2nd day of the Month of Moons

Year 22 of King Lohar’s reign

4CAVAS

The fireflies stop glowing.

It happens for an instant, a faint crack in the brilliant dome of insects magicked over Ambarvadi’s bazaar before it reseals, barely noticeable unless you’re like me, your face scrubbed clean with sugar oil, your skin prickling from being out in the crowded marketplace, pretending that you belong. It’s a sticky night, the day’s heat still lingering in the air, compounded by bodies jostling for space, sand feathering the roofs of the tents. The sweat beading on the back of my neck, however, is cold and has little to do with the temperature around me.

When I arrived in the market, the sky was still awash with orange—the exact time Latif asked me to meet him here, behind the bangle seller’s stall. The sun is gone now, but Latif is still missing.

“Time flies quickly in my line of work,” Latif always says, even though he never mentions what that work is.

A thanedar passes by, glancing at my face first and then at my palace-issued orange turban, with its identification pin in the center. His gaze travels over my white tunic and dhoti, the pointed tips of the worn leather jootis on my feet. I brace myself for the slurs, more out of habit than out of fear. Dirt licker. Abomination. Get out of my way, filth. But when he simply nods and moves along, I realize the uniform has done the trick. In the palace, every servant wears a uniform, whether they are magi or not. Here, in this moment, no one knows about who I am or the blood that runs through my veins. Unless the thanedar decides to ask me to identify myself on a whim—to press my thumb into the tip of his lathi, waiting for the wooden staff to change color, the way it would for a magus.

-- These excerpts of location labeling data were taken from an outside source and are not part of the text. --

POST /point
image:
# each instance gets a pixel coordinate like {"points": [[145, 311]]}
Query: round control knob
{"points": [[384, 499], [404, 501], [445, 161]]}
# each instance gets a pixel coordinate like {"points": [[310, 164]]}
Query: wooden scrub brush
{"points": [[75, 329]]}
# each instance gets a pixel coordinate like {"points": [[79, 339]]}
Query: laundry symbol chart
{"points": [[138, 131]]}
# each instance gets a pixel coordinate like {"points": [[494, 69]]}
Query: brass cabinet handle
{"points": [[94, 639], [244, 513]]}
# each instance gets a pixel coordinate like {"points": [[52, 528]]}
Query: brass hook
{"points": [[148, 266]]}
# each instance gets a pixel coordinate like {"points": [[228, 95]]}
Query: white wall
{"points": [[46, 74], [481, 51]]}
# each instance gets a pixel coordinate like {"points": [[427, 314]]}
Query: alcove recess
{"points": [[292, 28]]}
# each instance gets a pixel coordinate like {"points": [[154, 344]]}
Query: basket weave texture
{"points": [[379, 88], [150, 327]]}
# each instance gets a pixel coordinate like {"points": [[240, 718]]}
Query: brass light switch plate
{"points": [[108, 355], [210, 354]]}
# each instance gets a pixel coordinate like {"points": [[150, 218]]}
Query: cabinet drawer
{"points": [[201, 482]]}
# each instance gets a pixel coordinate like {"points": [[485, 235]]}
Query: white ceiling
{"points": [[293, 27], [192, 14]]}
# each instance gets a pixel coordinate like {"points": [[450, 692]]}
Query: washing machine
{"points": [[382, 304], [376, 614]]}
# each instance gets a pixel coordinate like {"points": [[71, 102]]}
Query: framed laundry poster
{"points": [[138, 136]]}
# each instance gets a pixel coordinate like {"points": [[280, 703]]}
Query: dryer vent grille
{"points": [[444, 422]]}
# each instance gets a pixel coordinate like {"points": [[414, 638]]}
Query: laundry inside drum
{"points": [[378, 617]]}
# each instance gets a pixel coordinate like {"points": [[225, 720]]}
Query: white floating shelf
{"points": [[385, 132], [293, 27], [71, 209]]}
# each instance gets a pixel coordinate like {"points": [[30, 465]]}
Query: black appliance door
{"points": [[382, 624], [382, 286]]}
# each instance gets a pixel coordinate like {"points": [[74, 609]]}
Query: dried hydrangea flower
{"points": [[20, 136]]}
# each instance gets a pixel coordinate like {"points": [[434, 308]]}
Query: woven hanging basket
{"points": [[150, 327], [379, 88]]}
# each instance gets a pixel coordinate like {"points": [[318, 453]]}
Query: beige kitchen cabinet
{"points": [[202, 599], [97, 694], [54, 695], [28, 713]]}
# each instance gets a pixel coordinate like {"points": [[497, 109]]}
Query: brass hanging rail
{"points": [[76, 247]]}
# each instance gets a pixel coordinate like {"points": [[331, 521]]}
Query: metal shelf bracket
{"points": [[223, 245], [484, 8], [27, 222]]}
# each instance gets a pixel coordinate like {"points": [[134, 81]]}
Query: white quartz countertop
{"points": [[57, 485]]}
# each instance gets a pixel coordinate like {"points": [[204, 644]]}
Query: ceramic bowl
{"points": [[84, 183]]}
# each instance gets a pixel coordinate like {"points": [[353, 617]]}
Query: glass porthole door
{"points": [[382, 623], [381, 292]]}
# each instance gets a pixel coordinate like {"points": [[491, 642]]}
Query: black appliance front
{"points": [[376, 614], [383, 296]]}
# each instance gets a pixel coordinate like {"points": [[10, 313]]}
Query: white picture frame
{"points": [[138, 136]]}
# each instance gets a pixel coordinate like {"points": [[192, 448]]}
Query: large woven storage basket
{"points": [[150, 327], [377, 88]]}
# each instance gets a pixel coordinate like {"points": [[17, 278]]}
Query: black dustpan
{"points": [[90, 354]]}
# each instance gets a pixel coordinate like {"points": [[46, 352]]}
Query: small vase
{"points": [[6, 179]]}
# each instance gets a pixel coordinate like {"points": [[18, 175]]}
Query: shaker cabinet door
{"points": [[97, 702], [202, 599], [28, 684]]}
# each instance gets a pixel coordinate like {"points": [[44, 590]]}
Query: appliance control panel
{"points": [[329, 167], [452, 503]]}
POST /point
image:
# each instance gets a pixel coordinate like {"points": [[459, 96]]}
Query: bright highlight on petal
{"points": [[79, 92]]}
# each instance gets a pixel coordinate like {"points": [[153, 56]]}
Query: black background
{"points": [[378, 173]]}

A beat passes. Two. I let go of the breath I’m holding. Overhead, through the shifting veil of glowing insects, two moons hang in the sky. Sunheri, the yellow moon, and Neel, the blue one. According to legend, the moons were both goddesses once. “Friends first and then lovers,” Papa told me, “until one of Sunheri’s many suitors killed Neel out of jealousy.”

But their love was a true one. A moon appeared in the sky one night: blue, like the color of Neel’s skin. Pitying her plight, the sky goddess granted Sunheri’s wish to join Neel—turning her into a moon as well—a faded yellow orb that waxes and wanes, that grows full, but never brightens to gold except for one night out of every three hundred and sixty. On Chandni Raat—the night of the moon festival—the only night in the year when the blue moon appears in the sky.

There are those who call the story of the two moons a myth. A tale of childish fancy, spun into a clever way of gathering coin for the king’s depleted coffers after two successive wars. Out of the story of Neel and Sunheri emerged the moon festival: a night for lovers, revelry, and mischief. A night where it’s possible to find your neela chand. In Vani, the words neela chand literally translate to “blue moon,” a phrase that refers to your mate. Your perfect other half.

A few feet away, I spy a pair of girls, no older than fifteen, holding hands as if preparing to launch into a rain dance spin. But then the girl dressed in yellow rises to her tiptoes and lightly kisses the cheek of the one dressed in blue. The fireflies, drawn by their laughs, glow brighter, several twirling around the girls before rising up to float overhead again.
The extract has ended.